The garnishee summons in this case was not served upon either the principal defendant or his attorney within ten days after the service upon the garnishees, nor did the proof of service upon the garnishees which was filed in the circuit court on November 1, 1897, show that after due diligence such service could not be made within the state. Prior to the motion to amend the return, the garnishees paid over the moneys owing to the principal defendants. Upon this state of facts there seems no doubt that the last clause of the statute above quoted became effective, and the service on the garnishee became “ void and of no effect from *605the beginning.” Globe M. Co. v. Boynton, 87 Wis. 619. The plaintiff seems to contend for the rule, which has been recognized time out of mind, that jurisdiction depends upon the fact of service, and not upon the proof of service, and that at any time the proof of service may be amended to show service in fact, if it really was had, except for intervening equities. That rule has no application to the question before us. The service, or inability after diligence to serve, upon the principal defendant, is not made jurisdictional, but a condition subsequent is provided, whereby jurisdiction already acquired shall be lost, and that condition' subsequent is, by the exact words of the'statute, either omission of service in fact within ten days on the principal defendant or his attorney, or, in lieu thereof, omission of a showing in the sheriff’s return or other proof of service that such service cannot be made. Globe M. Co. v. Boynton, supra. The latter condition is not the fact of inability to serve, but the declaration of such fact in the proof of service of the garnishee summons.
The process of garnishment is entirely statutory.
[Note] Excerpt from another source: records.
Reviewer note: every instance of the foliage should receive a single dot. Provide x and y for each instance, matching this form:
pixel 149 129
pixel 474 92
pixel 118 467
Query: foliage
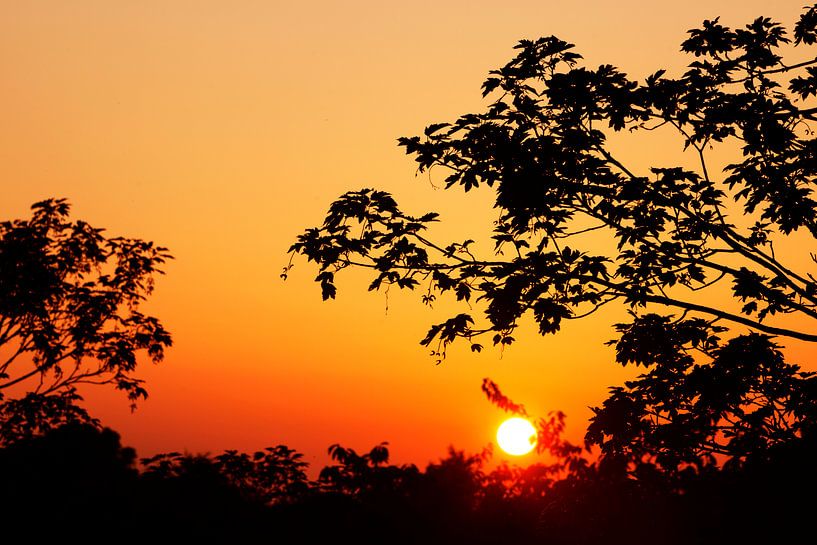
pixel 267 476
pixel 69 313
pixel 578 228
pixel 82 482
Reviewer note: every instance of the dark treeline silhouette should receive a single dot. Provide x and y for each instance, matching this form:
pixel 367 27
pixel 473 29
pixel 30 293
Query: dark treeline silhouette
pixel 79 481
pixel 714 442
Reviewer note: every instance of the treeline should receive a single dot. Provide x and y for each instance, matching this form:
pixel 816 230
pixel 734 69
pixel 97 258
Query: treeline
pixel 78 481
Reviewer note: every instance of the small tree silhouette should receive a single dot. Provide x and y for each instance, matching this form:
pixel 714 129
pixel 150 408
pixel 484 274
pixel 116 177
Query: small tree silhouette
pixel 69 315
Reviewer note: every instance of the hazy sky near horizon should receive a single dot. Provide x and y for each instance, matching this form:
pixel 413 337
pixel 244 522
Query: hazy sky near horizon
pixel 223 129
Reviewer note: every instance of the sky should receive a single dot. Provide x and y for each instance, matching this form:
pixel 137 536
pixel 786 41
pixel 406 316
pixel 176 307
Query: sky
pixel 224 129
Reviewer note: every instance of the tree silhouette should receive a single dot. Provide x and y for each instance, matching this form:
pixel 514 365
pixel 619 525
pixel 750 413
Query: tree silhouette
pixel 69 315
pixel 671 236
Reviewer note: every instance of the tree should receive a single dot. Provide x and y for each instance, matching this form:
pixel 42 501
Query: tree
pixel 672 235
pixel 69 315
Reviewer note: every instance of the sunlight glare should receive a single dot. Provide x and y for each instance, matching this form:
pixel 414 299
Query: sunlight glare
pixel 516 436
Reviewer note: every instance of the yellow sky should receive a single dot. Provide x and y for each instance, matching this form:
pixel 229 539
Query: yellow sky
pixel 223 129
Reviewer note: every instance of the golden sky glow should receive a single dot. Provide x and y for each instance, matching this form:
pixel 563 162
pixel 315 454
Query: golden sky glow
pixel 223 129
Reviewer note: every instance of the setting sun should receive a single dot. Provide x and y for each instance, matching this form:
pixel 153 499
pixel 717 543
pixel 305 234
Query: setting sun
pixel 516 436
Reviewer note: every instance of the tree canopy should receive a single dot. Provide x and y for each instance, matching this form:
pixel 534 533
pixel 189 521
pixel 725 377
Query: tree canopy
pixel 69 315
pixel 674 235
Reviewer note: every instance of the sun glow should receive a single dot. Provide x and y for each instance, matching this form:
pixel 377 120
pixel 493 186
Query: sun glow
pixel 516 436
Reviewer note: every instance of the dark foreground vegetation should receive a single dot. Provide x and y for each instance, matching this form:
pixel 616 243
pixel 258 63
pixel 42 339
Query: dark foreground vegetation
pixel 714 442
pixel 79 481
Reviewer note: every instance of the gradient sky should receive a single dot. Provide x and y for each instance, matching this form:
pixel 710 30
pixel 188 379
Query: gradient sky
pixel 223 129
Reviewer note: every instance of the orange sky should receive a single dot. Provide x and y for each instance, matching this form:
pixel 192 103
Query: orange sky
pixel 223 129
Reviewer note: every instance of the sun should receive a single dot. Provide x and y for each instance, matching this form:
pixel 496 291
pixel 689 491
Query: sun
pixel 516 436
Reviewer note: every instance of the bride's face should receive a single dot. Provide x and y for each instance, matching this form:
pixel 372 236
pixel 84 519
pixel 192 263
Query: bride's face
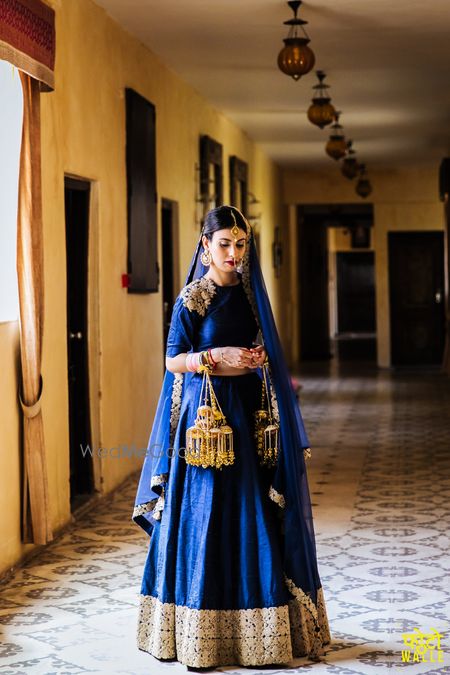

It is a harsh and extreme remedy, out of the course of the common law, and may be, and properly is, burdened with conditions in the discretion of the legislature. Globe M. Co. v. Boynton, supra; Morawetz v. Sun Ins. Office, 96 Wis. 175, 178. With that branch of the government rests the power and authority to impose any such conditions, and, whether wise or unwise, they should be enforced by courts. It is not difficult, however, to discover a purpose to be accomplished by the provision in question which would not be satisfied by an amendment now. If in fact the principal defendant be not served within ten days, and service be not prevented by inability to find him within the state, then the garnishee is in a predicament, upon the plaintiff’s theory. If he refuses to pay to the principal defendant the amount in his hands, he may be subjected to the costs and expense of a suit in which *606be can succeed only by showing that the defendant was so situated that service could not have been made upon him with due diligence. If, on the other hand, he pays over to the principal defendant, he must do so at the peril of being able to prove that the defendant was in a position so that service could have been made upon him Avith due diligence. It is but due recognition of the unfairness of subjecting an innocent stakeholder to a predicament of this sort that the legislature has required that if the plaintiff seeks to continue the liability of the garnishee, notwithstanding failure to serve the garnishee summons upon the principal defendant, he shall not only cause due diligence to effect such service, but shall cause it to appear by the very return itself that such due diligence has been ineffective.
Hence we conclude that the attempted service upon the garnishees in this action had, long prior to November, 1900, become void and of no effect from the beginning. It cannot now be revived and validated so as to charge these garnishees with liability again for the money which they have already paid over to the principal defendants. The court’s refusal to amend affects no rights of the appellant injuriously, and should not be disturbed.
By the Court.— Order appealed from is affirmed.